On November 6th, we will ALL have the chance to vote.  Regardless of race or gender, if we are of voting age, we will have the constitutional right to vote.  Sadly, too many of us will be in the rear seat being nostalgic and will in fact, not vote.  We will make excuses like, “it is too hard to choose” or “I haven’t got time” or maybe “it just doesn’t matter.”  We will leave the decision to those riding shotgun to figure out where we are going.  The truth of the matter is that they will take us where THEY are going.

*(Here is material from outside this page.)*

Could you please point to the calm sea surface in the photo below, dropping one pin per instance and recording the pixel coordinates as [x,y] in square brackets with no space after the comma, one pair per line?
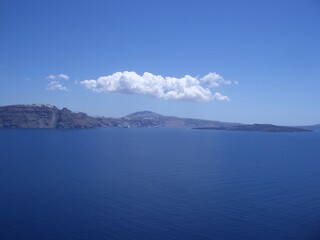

This November 6th, I am asking you to vote, to make a decision in your future through those that you would have define it.  You see, your vote does matter and it is your duty to see that it is counted.  Sitting in the way back seat, waxing nostalgic, is not the best option.  We cannot change the past but we can affect the future.  Not just for us but for all who are counting on us, counting on your vote.

Go to the polls, cast your vote.  I am willing to take the risk that you might not vote the same way I do.  I feel that strongly about the process of electing our officials.  But, who knows, if I am lucky, you just might vote the same way I do and together our votes and the votes of others will be counted and our future might just be a little more in our control.

So on election day, I invite you to ride shotgun and help us all figure out where we, as a free nation, just might be going.